Vestibular Pathologies in Patients with STRC Gene Deletions

Achard S, Campion M, Parodi M, et al. Recurrent Benign Paroxysmal Positional Vertigo in DFNB16 Patients with Biallelic STRC Gene Deletions. Otol Neurotol. 2023;44(4):e241-e245. [Article link]

Breaking the silence: Unveiling the link between DFNB16 hearing loss and recurrent BPPV

The DFNB16 locus (OMIM 603720) causes bilateral, congenital, isolated sensorineural hearing loss (HL). Deletions in the STRC gene (OMIM 606440), a gene that encodes the stereocilin protein, are responsible for hearing loss in the locus. Vestibular function in DFNB16 patients has formerly been considered normal but case reports have shown otherwise. This is the first study to investigate vestibular pathologies, particularly BPPV, in patients with biallelic deletions of the STRC gene. A monocentric descriptive observational epidemiological study was performed on patients with known HL due to biallelic STRC gene deletion identified between 2015-2021. 64 patients were included with a median age of 15 years. Results showed that 45% (n=29) of patients had previously experienced vestibular vertigo.

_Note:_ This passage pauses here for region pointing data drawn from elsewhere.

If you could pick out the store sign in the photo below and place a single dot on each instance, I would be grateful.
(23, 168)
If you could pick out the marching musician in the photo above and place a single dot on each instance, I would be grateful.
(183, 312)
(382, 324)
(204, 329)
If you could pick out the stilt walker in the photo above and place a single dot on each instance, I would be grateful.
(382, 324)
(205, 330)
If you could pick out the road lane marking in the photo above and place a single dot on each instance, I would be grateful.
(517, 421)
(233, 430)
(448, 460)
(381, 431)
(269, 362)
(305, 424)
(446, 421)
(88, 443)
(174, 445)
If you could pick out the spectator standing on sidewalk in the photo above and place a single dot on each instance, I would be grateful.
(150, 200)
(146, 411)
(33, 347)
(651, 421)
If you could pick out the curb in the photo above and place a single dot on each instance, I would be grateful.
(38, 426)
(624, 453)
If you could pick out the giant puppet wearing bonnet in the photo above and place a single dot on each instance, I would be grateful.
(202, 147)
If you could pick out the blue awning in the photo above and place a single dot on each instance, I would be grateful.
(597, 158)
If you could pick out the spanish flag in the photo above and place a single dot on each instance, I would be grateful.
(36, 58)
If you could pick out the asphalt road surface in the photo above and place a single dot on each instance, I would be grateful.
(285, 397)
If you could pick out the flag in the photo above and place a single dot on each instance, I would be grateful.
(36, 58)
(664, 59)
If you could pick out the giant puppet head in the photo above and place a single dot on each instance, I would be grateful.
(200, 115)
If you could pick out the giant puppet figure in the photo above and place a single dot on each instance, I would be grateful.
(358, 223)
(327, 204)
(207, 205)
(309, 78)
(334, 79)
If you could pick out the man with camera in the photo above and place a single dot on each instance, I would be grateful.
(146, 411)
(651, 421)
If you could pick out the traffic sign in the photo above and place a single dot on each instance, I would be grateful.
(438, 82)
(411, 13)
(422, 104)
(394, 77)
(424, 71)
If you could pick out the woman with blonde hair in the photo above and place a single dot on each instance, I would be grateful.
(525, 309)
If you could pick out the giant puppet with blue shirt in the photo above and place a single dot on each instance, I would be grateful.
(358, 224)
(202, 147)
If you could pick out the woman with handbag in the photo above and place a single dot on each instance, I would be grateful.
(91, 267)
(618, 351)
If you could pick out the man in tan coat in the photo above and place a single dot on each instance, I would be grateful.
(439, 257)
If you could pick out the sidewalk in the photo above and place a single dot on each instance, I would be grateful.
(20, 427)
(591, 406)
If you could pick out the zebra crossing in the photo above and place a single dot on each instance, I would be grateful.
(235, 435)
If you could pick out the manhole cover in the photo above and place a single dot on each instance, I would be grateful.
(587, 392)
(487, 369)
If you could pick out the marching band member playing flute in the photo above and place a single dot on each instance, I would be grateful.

Of the 29 patients who experienced vertigo, 86% (n=25) met the criteria for BPPV with 13 of them already having a diagnosis of BPPV. This is the first study of its kind to highlight the prevalence of BPPV in a predominantly pediatric population with biallelic deletion of STRC. 

Donald Keating’s Takeaway: This study broadens the understanding of the DFNB16 phenotype by associating it with stable mild to moderate hearing loss and recurrent BPPV. By providing novel insights into the DFNB16 phenotype, this study paves the way for future research aimed at advancing our understanding of these conditions.